年金だけで“豊かな老後”は送れない? 65歳以上の人の「実収入と支出」平均は…
Finasee / 2023年9月1日 11時0分
Finasee(フィナシー)
“老後生活”っていくらかかる? まずはデータを見て、想像してみよう
老後にお金はいくらいるのか? とよく聞かれるのですが、「決まった金額はありません」としか答えようがありません。どこで、だれと、どのような暮らしをしたいのかによっても異なるからです。
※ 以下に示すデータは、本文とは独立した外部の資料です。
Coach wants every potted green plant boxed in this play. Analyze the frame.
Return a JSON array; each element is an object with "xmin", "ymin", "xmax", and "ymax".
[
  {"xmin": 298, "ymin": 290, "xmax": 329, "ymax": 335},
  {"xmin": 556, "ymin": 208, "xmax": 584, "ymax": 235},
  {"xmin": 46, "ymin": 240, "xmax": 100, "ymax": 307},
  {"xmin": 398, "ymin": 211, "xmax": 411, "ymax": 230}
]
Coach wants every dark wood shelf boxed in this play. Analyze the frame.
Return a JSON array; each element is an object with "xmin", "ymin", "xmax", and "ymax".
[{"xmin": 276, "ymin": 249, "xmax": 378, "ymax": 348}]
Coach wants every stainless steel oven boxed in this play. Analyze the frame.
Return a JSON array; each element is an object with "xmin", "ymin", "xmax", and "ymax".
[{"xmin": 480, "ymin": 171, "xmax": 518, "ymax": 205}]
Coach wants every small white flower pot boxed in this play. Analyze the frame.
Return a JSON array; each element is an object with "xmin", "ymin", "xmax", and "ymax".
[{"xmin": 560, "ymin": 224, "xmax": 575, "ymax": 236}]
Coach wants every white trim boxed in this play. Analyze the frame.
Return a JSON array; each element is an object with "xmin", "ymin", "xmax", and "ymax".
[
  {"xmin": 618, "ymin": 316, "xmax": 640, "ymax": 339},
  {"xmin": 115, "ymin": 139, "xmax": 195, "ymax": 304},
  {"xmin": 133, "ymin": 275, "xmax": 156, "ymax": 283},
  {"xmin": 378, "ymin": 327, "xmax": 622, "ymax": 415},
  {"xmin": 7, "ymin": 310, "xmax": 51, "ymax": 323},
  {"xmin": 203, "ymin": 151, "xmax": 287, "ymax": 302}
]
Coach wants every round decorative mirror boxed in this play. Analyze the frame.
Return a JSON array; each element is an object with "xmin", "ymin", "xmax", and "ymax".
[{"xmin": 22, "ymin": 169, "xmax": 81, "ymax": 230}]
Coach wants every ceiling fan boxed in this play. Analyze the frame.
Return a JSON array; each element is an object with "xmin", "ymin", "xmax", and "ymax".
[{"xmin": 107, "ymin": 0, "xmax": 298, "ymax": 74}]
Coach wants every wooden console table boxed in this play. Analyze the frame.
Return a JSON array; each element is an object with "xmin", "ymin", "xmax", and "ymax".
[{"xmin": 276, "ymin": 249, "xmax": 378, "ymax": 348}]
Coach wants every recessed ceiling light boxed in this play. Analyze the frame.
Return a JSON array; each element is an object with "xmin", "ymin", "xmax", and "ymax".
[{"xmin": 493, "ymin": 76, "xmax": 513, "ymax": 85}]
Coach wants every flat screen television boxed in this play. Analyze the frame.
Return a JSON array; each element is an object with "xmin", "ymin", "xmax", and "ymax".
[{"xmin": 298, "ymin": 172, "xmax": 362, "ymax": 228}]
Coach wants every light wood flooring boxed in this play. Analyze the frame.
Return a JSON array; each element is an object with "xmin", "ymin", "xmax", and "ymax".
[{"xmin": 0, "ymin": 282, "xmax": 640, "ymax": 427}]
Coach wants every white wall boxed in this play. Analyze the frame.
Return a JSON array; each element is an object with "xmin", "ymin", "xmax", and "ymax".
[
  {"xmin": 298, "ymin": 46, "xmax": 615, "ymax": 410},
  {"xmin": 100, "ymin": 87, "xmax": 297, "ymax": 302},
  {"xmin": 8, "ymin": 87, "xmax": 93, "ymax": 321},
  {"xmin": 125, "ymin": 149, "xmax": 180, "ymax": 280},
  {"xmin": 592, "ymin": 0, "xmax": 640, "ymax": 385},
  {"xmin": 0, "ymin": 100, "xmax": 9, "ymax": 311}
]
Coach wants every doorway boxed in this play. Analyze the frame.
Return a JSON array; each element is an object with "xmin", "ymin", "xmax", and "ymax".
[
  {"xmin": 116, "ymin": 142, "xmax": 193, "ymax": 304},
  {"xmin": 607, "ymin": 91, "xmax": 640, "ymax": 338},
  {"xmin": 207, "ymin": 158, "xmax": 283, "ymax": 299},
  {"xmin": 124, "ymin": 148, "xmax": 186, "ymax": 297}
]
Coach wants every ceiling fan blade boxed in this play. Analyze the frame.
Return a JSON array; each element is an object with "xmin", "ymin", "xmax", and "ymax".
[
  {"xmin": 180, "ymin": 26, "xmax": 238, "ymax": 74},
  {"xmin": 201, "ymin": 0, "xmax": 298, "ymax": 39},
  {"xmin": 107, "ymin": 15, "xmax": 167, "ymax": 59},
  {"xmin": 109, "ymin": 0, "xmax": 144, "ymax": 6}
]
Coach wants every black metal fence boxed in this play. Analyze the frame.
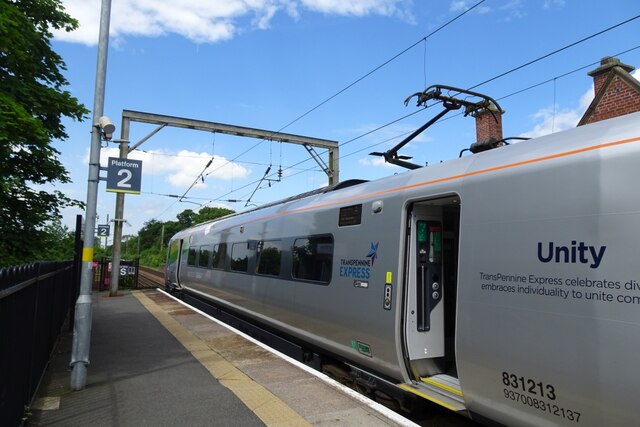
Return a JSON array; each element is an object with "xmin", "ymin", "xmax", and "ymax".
[{"xmin": 0, "ymin": 261, "xmax": 79, "ymax": 426}]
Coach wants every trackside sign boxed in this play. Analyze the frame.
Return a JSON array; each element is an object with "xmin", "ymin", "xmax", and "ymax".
[{"xmin": 107, "ymin": 157, "xmax": 142, "ymax": 194}]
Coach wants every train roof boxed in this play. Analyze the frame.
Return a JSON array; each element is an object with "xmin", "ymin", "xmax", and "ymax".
[{"xmin": 169, "ymin": 113, "xmax": 640, "ymax": 242}]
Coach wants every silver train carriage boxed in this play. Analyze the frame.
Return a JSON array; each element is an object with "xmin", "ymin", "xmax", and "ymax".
[{"xmin": 166, "ymin": 113, "xmax": 640, "ymax": 426}]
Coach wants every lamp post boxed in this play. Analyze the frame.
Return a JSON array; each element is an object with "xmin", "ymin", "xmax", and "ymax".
[{"xmin": 70, "ymin": 0, "xmax": 115, "ymax": 390}]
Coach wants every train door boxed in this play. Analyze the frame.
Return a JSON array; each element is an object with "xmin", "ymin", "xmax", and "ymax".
[
  {"xmin": 165, "ymin": 239, "xmax": 183, "ymax": 291},
  {"xmin": 401, "ymin": 196, "xmax": 465, "ymax": 410}
]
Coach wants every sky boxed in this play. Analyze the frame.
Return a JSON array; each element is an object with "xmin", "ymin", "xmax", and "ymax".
[{"xmin": 52, "ymin": 0, "xmax": 640, "ymax": 242}]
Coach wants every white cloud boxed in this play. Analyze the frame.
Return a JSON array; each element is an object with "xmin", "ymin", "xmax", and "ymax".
[
  {"xmin": 301, "ymin": 0, "xmax": 412, "ymax": 16},
  {"xmin": 358, "ymin": 156, "xmax": 405, "ymax": 170},
  {"xmin": 521, "ymin": 69, "xmax": 640, "ymax": 138},
  {"xmin": 521, "ymin": 107, "xmax": 584, "ymax": 138},
  {"xmin": 92, "ymin": 147, "xmax": 251, "ymax": 189},
  {"xmin": 53, "ymin": 0, "xmax": 412, "ymax": 45}
]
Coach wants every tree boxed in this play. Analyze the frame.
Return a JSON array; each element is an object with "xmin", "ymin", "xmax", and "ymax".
[
  {"xmin": 0, "ymin": 0, "xmax": 88, "ymax": 265},
  {"xmin": 194, "ymin": 207, "xmax": 235, "ymax": 224},
  {"xmin": 176, "ymin": 209, "xmax": 197, "ymax": 228}
]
とはいえ、あいまいなままでは何の準備できませんから、まずは国が提供するデータを見ながら未来の暮らしを想像するところから始めます。
国が提供するデータというのは、総務省の「家計調査報告」です。いろんなところで用いられているので聞いたことがあるという方も多いでしょう。インターネットで簡単に手に入るので気になる方は一度ダウンロードして読んでみるのも良いでしょう。
今回は令和4年の平均結果の概要から「日本人の暮らし」を見ていきたいと思います。
最初に高齢者世帯の暮らしをみていきましょう。
●図1 65歳以上の夫婦のみの無職世帯(夫婦高齢者無職世帯)の家計収支 -2022年-
出所:総務省 家計調査報告(家計収支編)2022年(令和4年)平均結果の概要こちらは、世帯主が65歳以上の2人以上の無職世帯の家計収支データです。実収入が25万円程度で、そのうち社会保険給付すなわち老齢年金が22万円くらいであることが読み取れます。年金生活になっても税金と社会保険料は差し引かれますから可処分所得は約21.4万円になります。
一方支出は、約23.7万円ですから、月2.3万円くらいが赤字になっていることが分かります。年間だと30万円弱くらいは貯蓄を取り崩すことが想像されます。仮に65歳から100歳まで夫婦2人で暮らすとすれば、1050万円ほどが“取り崩し用”財産として準備しておきたい金額と理解できます。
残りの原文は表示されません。